Since there is no crystal ball to show stakeholders what the future of veterinary medicine holds, Texas A&M University College of Veterinary Medicine Dean Eleanor Green says it's critical that the board identify where veterinary medicine is heading.

"Society is changing, and we need to change with it. There's been a lot of talk, but this is the single most comprehensive effort to produce the workforce of the next generation of veterinarians," she says. "I think we need to spend some time defining what is meant by our society's needs ... and talk about competencies and skills that will be required by graduating veterinarians to meet those needs."

These issues will highlight the agenda for the first three forums on the future of veterinary education. The first session is slated for Feb. 11 to 13 in Las Vegas, followed by a meeting from April 29 to May 1 in Kansas City on educational models and the final from July 14 to 16 in Las Vegas on synthesis and implications for accreditation and licensure.

Dr.
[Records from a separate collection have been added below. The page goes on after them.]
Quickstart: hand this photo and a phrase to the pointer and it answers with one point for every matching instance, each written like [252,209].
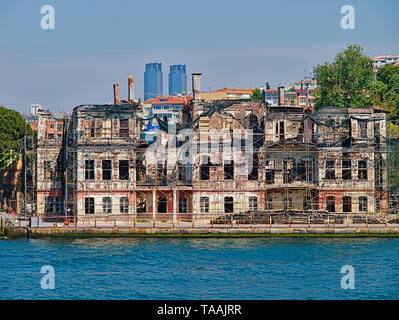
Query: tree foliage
[347,81]
[12,131]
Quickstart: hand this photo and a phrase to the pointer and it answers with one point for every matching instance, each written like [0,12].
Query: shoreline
[37,233]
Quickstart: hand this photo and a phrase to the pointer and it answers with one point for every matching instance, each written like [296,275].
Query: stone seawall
[200,232]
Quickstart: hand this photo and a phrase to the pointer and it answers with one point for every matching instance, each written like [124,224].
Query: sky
[238,44]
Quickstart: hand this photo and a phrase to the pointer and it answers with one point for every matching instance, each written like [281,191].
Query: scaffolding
[327,160]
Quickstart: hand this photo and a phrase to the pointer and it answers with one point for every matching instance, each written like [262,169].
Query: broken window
[288,203]
[123,169]
[346,169]
[91,128]
[299,170]
[363,129]
[124,128]
[204,169]
[269,203]
[107,169]
[253,175]
[141,205]
[161,204]
[269,171]
[229,170]
[330,169]
[48,170]
[89,205]
[59,205]
[124,205]
[330,202]
[253,203]
[89,169]
[347,204]
[107,205]
[363,204]
[307,204]
[362,169]
[288,170]
[228,205]
[49,205]
[183,205]
[140,171]
[204,204]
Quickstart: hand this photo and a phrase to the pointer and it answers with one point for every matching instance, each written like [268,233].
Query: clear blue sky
[233,43]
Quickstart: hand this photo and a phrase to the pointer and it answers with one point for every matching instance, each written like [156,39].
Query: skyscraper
[177,80]
[153,81]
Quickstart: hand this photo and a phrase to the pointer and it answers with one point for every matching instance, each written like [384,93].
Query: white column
[154,205]
[174,206]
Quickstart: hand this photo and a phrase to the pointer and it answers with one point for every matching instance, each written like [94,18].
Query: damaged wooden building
[223,157]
Willie Reed, dean of Purdue University's School of Veterinary Medicine, adds that lasting change can only occur when the stakeholders agree on the terms.

"As deans, we can't modify or change curriculum too much without jeopardizing accreditation or licensing of students," he says. "One really can't change without the other two. That's what's exciting to me. For the first time, we have representatives from all three areas coming together to look at the future."

Topics up for discussion include the affordability of veterinary education, declining caseloads in teaching hospitals and dwindling numbers of veterinarians in academia, Leininger says.

"What we're looking at is: What does that graduate look like?" she says. "We want to make sure that as they walk across the stage at graduation, they're the best for the broad needs the profession is trying to meet."